Federal authorities searched the Virginia residence of Washington Post reporter Hannah Natanson on Wednesday, Jan. 14, seizing multiple devices, including two laptops (one personal, one issued by the newspaper), her phone, and a Garmin watch, according to The Washington Post. The search is tied to an investigation involving government contractor Aurelio Perez-Lugones, who is accused of illegally possessing classified government materials. Investigators told Natanson that she is not the target of the probe.
Attorney General Pam Bondi alleged that Natanson “was obtaining and reporting classified and illegally leaked information from a Pentagon contractor.” Bondi did not name Natanson in her statement but noted, “The leaker is currently behind bars,” and added, “The Trump Administration will not tolerate illegal leaks of classified information that, when reported, pose a grave risk to our Nation’s national security and the brave men and women who are serving our country.”
This past week, at the request of the Department of War, the Department of Justice and FBI executed a search warrant at the home of a Washington Post journalist who was obtaining and reporting classified and illegally leaked information from a Pentagon contractor. The leaker is…
— Attorney General Pamela Bondi (@AGPamBondi) January 14, 2026
Perez-Lugones, a system administrator who worked in Maryland, is accused of accessing classified intelligence reports and taking them home. An FBI affidavit states that documents were found in his lunchbox and in the basement of his residence. He was charged last week with illegally retaining classified documents, though he has not been formally accused of leaking the materials.
Natanson, who covers the federal workforce, has not been accused of wrongdoing. The search of a reporter’s home as “highly unusual.” Jameel Jaffer, executive director of the Knight First Amendment Institute, said, “Searches of newsrooms and journalists are hallmarks of illiberal regimes, and we must ensure that these practices are not normalized here.”
Two Post employees, said the raid rattled staff. “We’re all scrambling to figure out what additional precautions we need to take,” one employee said. Another added, “We’re horrified for Hannah, who’s a wonderful reporter, and scared for ourselves, trying to think through how best to further protect sources and secure our reporting and devices.”

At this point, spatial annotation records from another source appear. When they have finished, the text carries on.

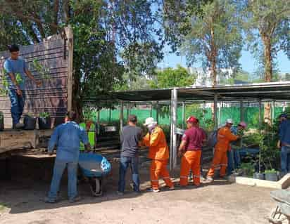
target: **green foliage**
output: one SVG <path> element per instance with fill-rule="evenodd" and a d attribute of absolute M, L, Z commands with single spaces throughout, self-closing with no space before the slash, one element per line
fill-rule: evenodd
<path fill-rule="evenodd" d="M 50 77 L 48 74 L 48 73 L 49 73 L 49 68 L 45 67 L 42 64 L 40 64 L 37 59 L 35 58 L 33 60 L 32 66 L 33 68 L 36 70 L 37 72 L 40 74 L 42 79 L 49 79 Z"/>
<path fill-rule="evenodd" d="M 166 68 L 158 71 L 155 79 L 149 81 L 152 88 L 163 88 L 171 87 L 186 87 L 194 84 L 195 77 L 182 67 L 177 65 L 176 69 Z"/>
<path fill-rule="evenodd" d="M 211 69 L 214 84 L 220 69 L 239 67 L 242 38 L 238 3 L 184 1 L 176 5 L 170 1 L 165 6 L 168 40 L 173 50 L 185 53 L 189 65 L 201 60 L 205 70 Z"/>
<path fill-rule="evenodd" d="M 253 177 L 255 173 L 254 164 L 252 162 L 241 163 L 240 169 L 243 171 L 243 176 Z"/>
<path fill-rule="evenodd" d="M 43 117 L 43 118 L 48 118 L 48 117 L 50 117 L 51 115 L 49 114 L 49 112 L 40 112 L 39 117 Z"/>
<path fill-rule="evenodd" d="M 82 110 L 82 116 L 84 117 L 84 121 L 96 120 L 96 111 L 94 108 L 85 107 Z"/>
<path fill-rule="evenodd" d="M 263 65 L 263 77 L 272 80 L 273 62 L 278 51 L 290 58 L 290 2 L 288 0 L 247 1 L 244 28 L 248 47 Z M 269 52 L 268 53 L 267 52 Z"/>
<path fill-rule="evenodd" d="M 125 72 L 129 83 L 153 74 L 163 57 L 161 5 L 156 1 L 37 0 L 32 4 L 0 0 L 0 12 L 3 50 L 11 40 L 18 44 L 39 43 L 72 26 L 73 107 L 80 114 L 84 98 L 126 88 Z M 48 78 L 45 68 L 33 64 Z"/>
<path fill-rule="evenodd" d="M 265 171 L 265 173 L 277 173 L 277 170 L 275 170 L 275 169 L 266 169 Z"/>
<path fill-rule="evenodd" d="M 20 73 L 15 73 L 15 79 L 16 79 L 17 84 L 21 84 L 23 82 L 23 79 L 22 79 L 22 77 L 21 77 L 20 74 Z"/>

While the FBI has investigated reporters who publish sensitive government information in the past, a search of a journalist’s home is highly unusual. Bondi also recently reversed a policy from the Biden administration that restricted the government from searching reporters’ phone records as part of leak investigations. Bondi wrote in an internal memo at the time, “This conduct is illegal and wrong and it must stop.”
In December 2025, Natanson published a first-person account of receiving a flood of tips from federal employees as President Donald Trump and the Department of Government Efficiency (DOGE) conducted large-scale workforce reductions. She wrote that employees reached out with concerns, including messages from individuals who said they were suicidal, ultimately connecting with 1,169 sources over the course of the year.